Le paysage politique est en miettes et cela est très « Vème République ». Ce paysage m’offre une possibilité d’articuler approches pessimiste et optimiste, ce qui reste toujours un enjeu du commentaire. Le pessimiste et l’optimiste croient qu’ils peuvent prévoir l’avenir, tous deux réduisent l’avenir au présent, c’est bien connu. Tous deux aplatissent les choses, sans le goût du bouillonnement, de l’incertain, sans le goût mais aussi sans l’inquiétude… celui qui aime analyser son temps les envoie promener et s’assied sur le rivage : il lui faut les jaillissements de l’écume tout comme le pressentiment des courants profonds, et même le sentiment que peut surgir une lame qui l’emporte.

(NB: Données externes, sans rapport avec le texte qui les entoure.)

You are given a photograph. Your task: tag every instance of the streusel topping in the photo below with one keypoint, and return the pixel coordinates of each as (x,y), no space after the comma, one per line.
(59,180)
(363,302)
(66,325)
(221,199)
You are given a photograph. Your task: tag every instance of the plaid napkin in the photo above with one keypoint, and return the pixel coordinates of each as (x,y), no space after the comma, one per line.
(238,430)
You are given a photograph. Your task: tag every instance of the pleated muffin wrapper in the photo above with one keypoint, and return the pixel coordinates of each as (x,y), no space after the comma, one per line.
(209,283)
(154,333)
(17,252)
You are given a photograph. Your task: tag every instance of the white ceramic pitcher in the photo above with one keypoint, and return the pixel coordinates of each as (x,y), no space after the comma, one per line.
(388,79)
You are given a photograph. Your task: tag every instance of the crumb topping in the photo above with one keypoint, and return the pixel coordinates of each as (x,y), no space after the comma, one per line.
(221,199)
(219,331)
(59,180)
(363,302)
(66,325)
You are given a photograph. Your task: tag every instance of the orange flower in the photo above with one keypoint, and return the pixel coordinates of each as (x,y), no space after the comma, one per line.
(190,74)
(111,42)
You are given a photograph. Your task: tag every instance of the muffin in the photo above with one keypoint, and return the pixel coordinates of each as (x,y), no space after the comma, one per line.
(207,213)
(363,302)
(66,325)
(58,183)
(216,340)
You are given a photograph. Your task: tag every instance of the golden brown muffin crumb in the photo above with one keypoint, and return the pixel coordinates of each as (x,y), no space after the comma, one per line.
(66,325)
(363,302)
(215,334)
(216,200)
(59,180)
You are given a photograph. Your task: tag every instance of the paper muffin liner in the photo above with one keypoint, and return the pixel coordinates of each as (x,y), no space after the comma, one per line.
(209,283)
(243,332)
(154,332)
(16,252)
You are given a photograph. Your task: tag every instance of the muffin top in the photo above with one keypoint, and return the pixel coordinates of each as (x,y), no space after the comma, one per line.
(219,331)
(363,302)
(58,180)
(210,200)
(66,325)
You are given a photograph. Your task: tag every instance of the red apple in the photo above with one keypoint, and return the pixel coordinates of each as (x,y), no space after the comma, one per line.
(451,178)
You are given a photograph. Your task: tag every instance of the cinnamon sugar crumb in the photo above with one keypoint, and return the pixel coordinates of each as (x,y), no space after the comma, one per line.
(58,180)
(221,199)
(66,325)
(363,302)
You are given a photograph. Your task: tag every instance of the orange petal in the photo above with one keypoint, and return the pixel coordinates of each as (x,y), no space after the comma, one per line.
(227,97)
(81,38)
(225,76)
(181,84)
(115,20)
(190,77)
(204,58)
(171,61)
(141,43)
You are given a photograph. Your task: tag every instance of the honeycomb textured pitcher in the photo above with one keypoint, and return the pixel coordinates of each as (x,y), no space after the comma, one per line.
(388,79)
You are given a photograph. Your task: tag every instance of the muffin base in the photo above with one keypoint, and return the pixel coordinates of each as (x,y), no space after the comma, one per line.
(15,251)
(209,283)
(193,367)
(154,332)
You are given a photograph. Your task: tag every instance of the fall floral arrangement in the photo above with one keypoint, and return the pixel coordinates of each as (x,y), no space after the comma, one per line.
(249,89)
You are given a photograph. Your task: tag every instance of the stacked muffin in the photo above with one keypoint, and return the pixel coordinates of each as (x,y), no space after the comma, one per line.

Il lui faut l’espoir et la crainte, pour pouvoir les éprouver tous deux, les soupeser, les relativiser souvent.
Le paysage politique est en miettes, parce que les forces structurantes que sont les partis politiques sont plus mal en point que jamais.
Le PS dont les dirigeants sont divisés en deux camps, dont l’un a un leader imprévisible et l’autre associe la chèvre et le chou, est dans la pire des situations pour délivrer un message « audible »… voire même un message qui mérite d’être entendu. Bien sûr, on peut toujours s’opposer par une sorte de contestation grincheuse, à la manière de l’adolescent dans ses mauvais jours. Sans tri, sans hiérarchisation, parce que tout cela ne peut sortir que d’un projet, d’une analyse des priorités, d’un ensemble de choix susceptible de s’exprimer au sein d’un programme.
Bien sûr, le PS n’a pas eu besoin d’un programme crédible pour emporter les élections législatives de 1988 et de 1997, mais il était dans le premier cas sur la lancée d’une victoire aux présidentielles, et dans le second cas, il bénéficiait d’un rejet de l’opinion touchant Jacques Chirac et Alain Juppé. Il ne lui reste donc plus qu’à compter sur un rejet de l’équipe Sarkozy…
L’UMP, dont on confie la direction à Xavier Bertrand, dont le moins qu’on puisse dire est que les orientations idéologiques sont discrètes, reste dans la tradition gaulliste des partis godillots, qui peuvent se muer en officines et en boîtes à idées pour les gouvernements, mais là aussi, rien qui annonce une réflexion de fond.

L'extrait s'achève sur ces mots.